TransWikia.com

Cosine Similarity Intuition

Cross Validated Asked by ccb on January 6, 2021

I understand what cosine similarity is and how to calculate it, specifically in the context of text mining (i.e. comparing tf-idf document vectors to find similar documents). What I’m looking for is some better intuition for interpreting the results/similarity scores I come up with.
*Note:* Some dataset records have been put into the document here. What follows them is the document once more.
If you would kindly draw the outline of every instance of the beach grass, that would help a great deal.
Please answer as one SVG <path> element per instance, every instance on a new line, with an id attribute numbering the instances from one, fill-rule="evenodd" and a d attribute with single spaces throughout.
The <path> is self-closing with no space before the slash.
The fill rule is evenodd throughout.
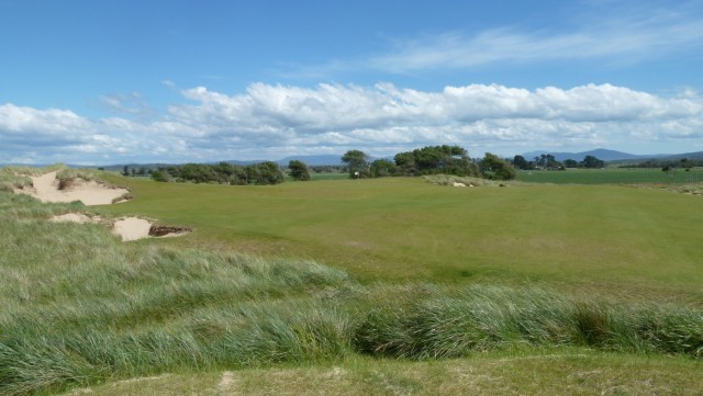
<path id="1" fill-rule="evenodd" d="M 698 211 L 698 196 L 622 186 L 458 189 L 420 179 L 266 188 L 115 181 L 130 184 L 133 202 L 86 207 L 0 192 L 0 394 L 86 387 L 96 394 L 695 394 L 703 387 L 692 375 L 703 358 L 698 239 L 691 216 L 672 208 L 685 203 Z M 516 202 L 532 211 L 509 216 Z M 548 202 L 551 210 L 542 208 Z M 662 204 L 663 214 L 648 213 Z M 190 239 L 125 244 L 100 224 L 48 222 L 72 212 L 142 211 L 193 222 L 196 231 Z M 531 247 L 538 260 L 509 239 L 493 245 L 505 262 L 472 264 L 479 236 L 527 229 L 498 219 L 542 216 L 549 226 L 533 225 L 528 234 L 545 234 L 543 245 Z M 471 222 L 445 228 L 457 217 Z M 596 229 L 570 235 L 579 222 Z M 356 244 L 321 257 L 348 256 L 312 260 L 310 252 L 339 249 L 339 225 L 361 228 L 343 234 Z M 616 233 L 598 235 L 607 227 Z M 427 237 L 433 233 L 468 242 L 455 247 L 460 253 L 392 252 L 412 247 L 392 234 L 415 237 L 421 246 L 413 252 L 421 252 L 437 247 Z M 234 244 L 239 236 L 260 254 L 245 253 Z M 609 244 L 614 236 L 625 238 Z M 576 237 L 600 251 L 568 245 Z M 361 260 L 369 252 L 364 244 L 376 239 L 384 249 L 373 258 L 381 268 Z M 366 250 L 354 256 L 355 249 Z M 527 262 L 511 263 L 503 249 Z M 623 259 L 620 267 L 613 254 Z M 662 259 L 659 267 L 648 267 L 654 258 Z"/>

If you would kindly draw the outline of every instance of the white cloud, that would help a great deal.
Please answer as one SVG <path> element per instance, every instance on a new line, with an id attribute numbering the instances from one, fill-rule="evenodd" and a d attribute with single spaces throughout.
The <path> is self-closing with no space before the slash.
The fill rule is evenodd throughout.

My question: If I have a cosine similarity of less than 0.707 (i.e. an angle greater than 45 degrees), is is fair to say that those respective documents/vectors are more “different” (less “similar”) since the angle between them is more orthogonal? My initial thought was ‘yes,’ but in practice for me so far it doesn’t seem like that’s the right way to read into the numbers.

3 Answers

The answer mentioned here is correct. The measure of cosine distance as a measure of similarity only makes sense under some specific assumptions.

  1. That it is possible to represent multiple complex objects as commensurable entities.
  2. We can use quantitative methods to find qualitative answers. For example, we can measure the similarity using some numbers.

One can argue that these assumptions can be used as a guiding principle for a wide range of measures. Indeed they are. But cosine similarity is more popular because they match well with our spatial intuition and common sense. If you ask someone totally unrelated, to state the similarity of two documents between -1 and 1, then the answer would probably close to what cosine similarity would give as well.

There are other factors that also make cosine similarity a good choice. When thinking about the similarity of two documents, we do not care about the order of the words or other specific grammatical constructs. Hence the cosine distance, you will notice, does not take into account these factors and hence kind of captures that essence.

Lastly another advantage of cosine similarity is that, in high dimensional spaces such as text word embedding, are essentially non-intuitive to humans due to our inability to grasp non-euclidean spaces. Hence to understand meaning in a non euclidean space we need some way of mapping this high dimension to a low dimension space. Thus cosine distance helps the researcher to visualise the vector space to a large extent.

So to answer your question, the absolute value of cosine distance does not make sense by itself. It only makes sense if you are comparing between multiple choices. If you started with "king", then chances are that the text is talking about a "man" rather than a "woman" or a "bird" based on the cosine distances. Just the cosine distance between "man" and "king" has not value by itself.

Answered by joydeep bhattacharjee on January 6, 2021

I believe another difference between cosine similarity and TF-IDF is that cosine similarity is done in an embedding space, such as one created by doc2vec.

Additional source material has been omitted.